Johnson also wrote about the value of biography as a genre in one of the issues of The Rambler, a twice-weekly essay series that he published 1750-1752. The one on biography is number 60 (October 13, 1750), and he has some interesting observations:
- Johnson sees a practical use for biography in that it provides the story of a single person’s life that the reader can — as we might put it today — “relate to.” He contrasts this with history (“the downfall of kingdoms, and revolutions of empires, are read with great tranquillity”). It is only in biography, Johnson says, that emotion is activated: “Our passions are therefore more strongly moved, in proportion as we can more readily adopt the pains or pleasures proposed to our minds, by recognising them as once our own, or considering them as naturally incident to our state of life.”
- He thought that nearly anyone’s life could be the subject of a biography: “I have often thought that there has rarely passed a life of which a judicious and faithful narrative would not be useful … We are all prompted by the same motives, all deceived by the same fallacies, all animated by hope, obstructed by danger, entangled by desire, and seduced by pleasure.”

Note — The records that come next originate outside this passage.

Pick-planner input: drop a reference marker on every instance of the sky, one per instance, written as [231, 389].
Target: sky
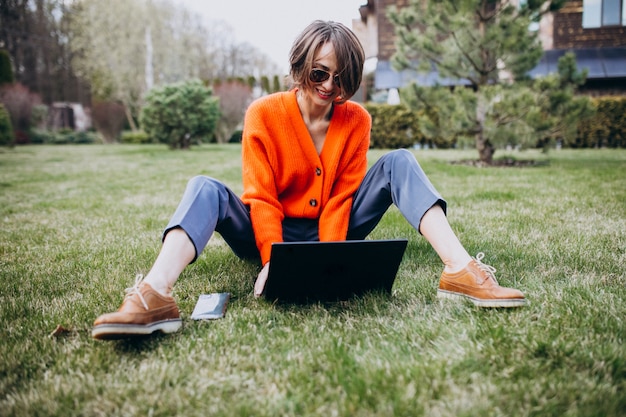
[272, 25]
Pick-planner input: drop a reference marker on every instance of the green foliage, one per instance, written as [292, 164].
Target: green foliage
[6, 71]
[607, 128]
[62, 137]
[265, 84]
[138, 137]
[393, 127]
[559, 110]
[469, 43]
[177, 114]
[6, 129]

- He knew well that the story of a person’s life was not just a chronology of facts: “But biography has often been allotted to writers who seem very little acquainted with the nature of their task, or very negligent about the performance. They rarely afford any other account than might be collected from publick papers, but imagine themselves writing a life when they exhibit a chronological series of actions or preferments; and so little regard the manners or behaviour of their heroes, that more knowledge may be gained of a man’s real character, by a short conversation with one of his servants, than from a formal and studied narrative, begun with his pedigree, and ended with his funeral.”
I had the experience over the past three and a half years of co-authoring a biography of a standup comedian named Greg Giraldo. I learned some valuable lessons from that experience that I will depend on to help me with the writing of my bio of Johnson. His last point there, about chronology vs. character, may seem trite and obvious, and perhaps it is to more experienced biographers. I remember an early draft of the comedian book in which the text was written very mechanically: fact, quote to back it up, fact, quote to back it up, and so on. It was authoritative and accurate, but it didn’t really capture the essence of the man. That came only when we starting mining the interviews of people who knew Giraldo, weaving a story, and always being aware of how a single anecdote could in some cases tell you everything you wanted to know about this or that aspect of his character.
Part of the additional challenge with Johnson is that he is long dead, his writing is in a dense style that takes a little effort to discern — and, well, he lived three hundred years ago, and modern, non-scholarly readers will need some demonstration of relevancy before they decide they can finish off 200-plus pages, no matter how fascinating I find the man.